If the utilization of millions of users for the purpose of increasing the wealth of a select few doesn’t concern you, then maybe the threat that social media poses to democracy might. According to the documentary, “fake news” and conspiracy theories propagated by algorithms designed to feed people content with. They agree these echo chambers have contributed to the polarization observable in the U.S. today. Outside the U.S., one need only look as far as Hong Kong or Myanmar to see how social media is used to suppress human rights and degrade human dignity when wielded by authoritarian regimes or violent sectarians.
The Catechism teaches that humans are built for communion with God and man: “The human person needs to live in society. Society is not for him an extraneous addition but a requirement of his nature” (CCC 1879). Does social media help develop our capacity to love one another? The producers and interviewees of The Social Dilemma would suggest that as long as its business model treats humans as an “extractable resource,” the answer will be no. Some are hopeful that this business model could be reformed, but few see this happening without increased governmental regulation.

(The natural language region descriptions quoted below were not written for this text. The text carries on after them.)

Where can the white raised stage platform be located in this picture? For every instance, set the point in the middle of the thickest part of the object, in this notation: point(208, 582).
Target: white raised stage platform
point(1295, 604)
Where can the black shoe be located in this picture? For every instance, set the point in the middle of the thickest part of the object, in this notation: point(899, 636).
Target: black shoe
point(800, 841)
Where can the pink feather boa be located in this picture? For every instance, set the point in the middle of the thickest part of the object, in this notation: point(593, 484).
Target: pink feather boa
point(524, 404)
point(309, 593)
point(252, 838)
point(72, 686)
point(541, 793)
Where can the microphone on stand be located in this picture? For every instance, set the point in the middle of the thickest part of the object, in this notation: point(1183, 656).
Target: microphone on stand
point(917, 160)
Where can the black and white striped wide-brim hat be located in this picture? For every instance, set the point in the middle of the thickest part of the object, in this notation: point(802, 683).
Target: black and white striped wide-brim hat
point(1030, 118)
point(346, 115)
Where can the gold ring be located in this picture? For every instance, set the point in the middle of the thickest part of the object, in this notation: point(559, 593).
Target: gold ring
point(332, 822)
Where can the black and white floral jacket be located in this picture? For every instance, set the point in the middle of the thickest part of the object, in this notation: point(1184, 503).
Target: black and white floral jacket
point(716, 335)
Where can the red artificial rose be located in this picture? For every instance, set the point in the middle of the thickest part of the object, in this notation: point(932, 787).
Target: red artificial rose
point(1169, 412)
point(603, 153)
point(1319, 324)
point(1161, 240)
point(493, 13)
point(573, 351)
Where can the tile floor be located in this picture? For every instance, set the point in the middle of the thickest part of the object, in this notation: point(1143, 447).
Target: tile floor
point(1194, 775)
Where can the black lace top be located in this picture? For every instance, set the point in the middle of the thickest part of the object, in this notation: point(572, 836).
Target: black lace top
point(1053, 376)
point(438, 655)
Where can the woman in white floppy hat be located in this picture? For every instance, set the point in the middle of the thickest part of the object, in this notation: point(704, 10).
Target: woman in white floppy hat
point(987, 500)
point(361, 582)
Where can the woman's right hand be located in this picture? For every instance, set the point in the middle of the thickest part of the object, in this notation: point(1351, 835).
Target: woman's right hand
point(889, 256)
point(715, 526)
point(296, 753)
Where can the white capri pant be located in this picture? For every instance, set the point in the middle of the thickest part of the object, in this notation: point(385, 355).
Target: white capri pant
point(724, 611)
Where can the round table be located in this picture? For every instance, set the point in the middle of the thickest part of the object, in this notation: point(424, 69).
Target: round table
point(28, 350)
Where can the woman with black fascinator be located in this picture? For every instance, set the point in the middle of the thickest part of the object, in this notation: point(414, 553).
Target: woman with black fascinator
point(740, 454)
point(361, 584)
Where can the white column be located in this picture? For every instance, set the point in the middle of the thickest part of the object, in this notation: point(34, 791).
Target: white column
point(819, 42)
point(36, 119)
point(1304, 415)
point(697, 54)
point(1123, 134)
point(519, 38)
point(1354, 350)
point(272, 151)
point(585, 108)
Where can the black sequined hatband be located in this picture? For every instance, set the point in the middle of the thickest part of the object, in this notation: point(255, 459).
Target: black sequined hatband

By the end of The Social Dilemma, one is left feeling hopeless. If you watch to the end of the film however, the interviews during the credits provide some hope and expert advice. Solutions range from deleting your social media accounts to using your voice on the platforms to call for stricter regulation of social media giants. The docudrama thoroughly presents harms of the current state of social media, but it presents no one clear answer to the “social dilemma” we collectively face. It is now streaming on Netflix.